Paper.li

Monday 10 September 2012

Can "Writers" write from anywhere but the heart?


I have been a long time believer in the idea that a writer that is worth the words they write does so from a place of passion. A place where they care about the material they are creating and the ideas they are talking about through it. But is that actually true? Do you actually have to write with your heart and soul or do you simply get better at it if you do it often enough? Not long ago I watched a speech given by acclaimed TV writer Matt Nix, creator of such TV shows as Burn Notice. In it he looked at the idea of art and how he went about it. He spoke of some of the most common advice that any writer gets when he or she starts out. Primarily, that you should write what you know.

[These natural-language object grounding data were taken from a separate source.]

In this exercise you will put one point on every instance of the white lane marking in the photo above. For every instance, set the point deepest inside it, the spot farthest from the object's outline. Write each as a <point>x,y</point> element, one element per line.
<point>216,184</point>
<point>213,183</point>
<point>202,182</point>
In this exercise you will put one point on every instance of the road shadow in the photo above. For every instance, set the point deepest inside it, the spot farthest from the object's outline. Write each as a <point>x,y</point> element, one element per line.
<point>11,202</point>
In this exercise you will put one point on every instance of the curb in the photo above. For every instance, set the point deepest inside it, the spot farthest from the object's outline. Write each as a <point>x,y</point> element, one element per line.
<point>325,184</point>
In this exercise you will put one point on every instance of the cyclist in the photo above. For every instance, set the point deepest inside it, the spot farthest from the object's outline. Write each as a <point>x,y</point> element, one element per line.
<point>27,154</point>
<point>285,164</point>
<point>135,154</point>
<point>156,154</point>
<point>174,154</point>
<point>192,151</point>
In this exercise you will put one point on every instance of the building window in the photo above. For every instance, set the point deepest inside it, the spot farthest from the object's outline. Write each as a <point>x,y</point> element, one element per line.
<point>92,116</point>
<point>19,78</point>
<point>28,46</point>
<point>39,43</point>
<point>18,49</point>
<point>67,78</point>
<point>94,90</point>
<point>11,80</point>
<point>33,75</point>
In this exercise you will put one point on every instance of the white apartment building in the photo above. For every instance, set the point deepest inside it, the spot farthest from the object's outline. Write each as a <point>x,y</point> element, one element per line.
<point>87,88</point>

Some of the most fundamental things about ourselves that we know is how we feel, how we think and how we act, even if we can’t quite articulate all those things in the moment itself. But is that the same as writing what you know?
Are writing what you know and writing from the heart the same thing? Is it possible to do one or the other, or do we do both at the same time? Watching the new film Writers from Josh Boone, I had to ask myself that question. The film is based on the personal experience of the writer/director himself and I think it really shows in the story being told. Starring Greg Kinnear and Jennifer Connelly as well as younger actors like Lily Collins and Nat Wolff, it’s the story of a family of writers struggling to express themselves to each other after the parents of the family get divorced and the mother has remarried. Thankfully, each of them has writing as a way of coping with their lives. Three of them have taken to writing to express themselves in some way, perhaps not to each other or about each other directly, but to someone.
Each of them writes about the experience of their lives and the way in which it has shaped them and their ideas about the world. To quote from the film, “Writers are the sum of their experiences, go have some”. When a person writes however, they often aren’t talking about the situations themselves. Personal experiences can be used in and modified to fit for a story, but there is usually a deeper truth in the experiences that is at the core of the story being told. Sometimes the meaning is that there is no meaning, but by and large a combination of such experiences overall is about life or love or culture. Rarely is it the case that these ideas aren’t somewhere in the script or book or film.
This film is very much about coming to terms with those experiences, which is what most writers do through their work. A lot of films focus on the ultra dramatic moments in life. The moments in which someone finds out their spouse has been cheating on them, or the moment two people meet and fall in love. “Writers” is very much about the moments in between such events. It’s about that second when you realize “Oh wait, that’s what I learned from that mistake” or “Now I realize that this is how I dealt with it and moved on”. And aren’t those the moments in which you truly understand what was going on with that experience? Those are the times when you feel comfortable enough to write down what it is that happened and how you feel about it now. That’s the point where what you know and what you feel meet, and I think that’s what “Writers” is in fact about.
Can writers write from anywhere but the heart? I think they can, but the heart always has to enter into it somewhere, and watching a film like “Writers” is one of the best ways to explore that about yourself.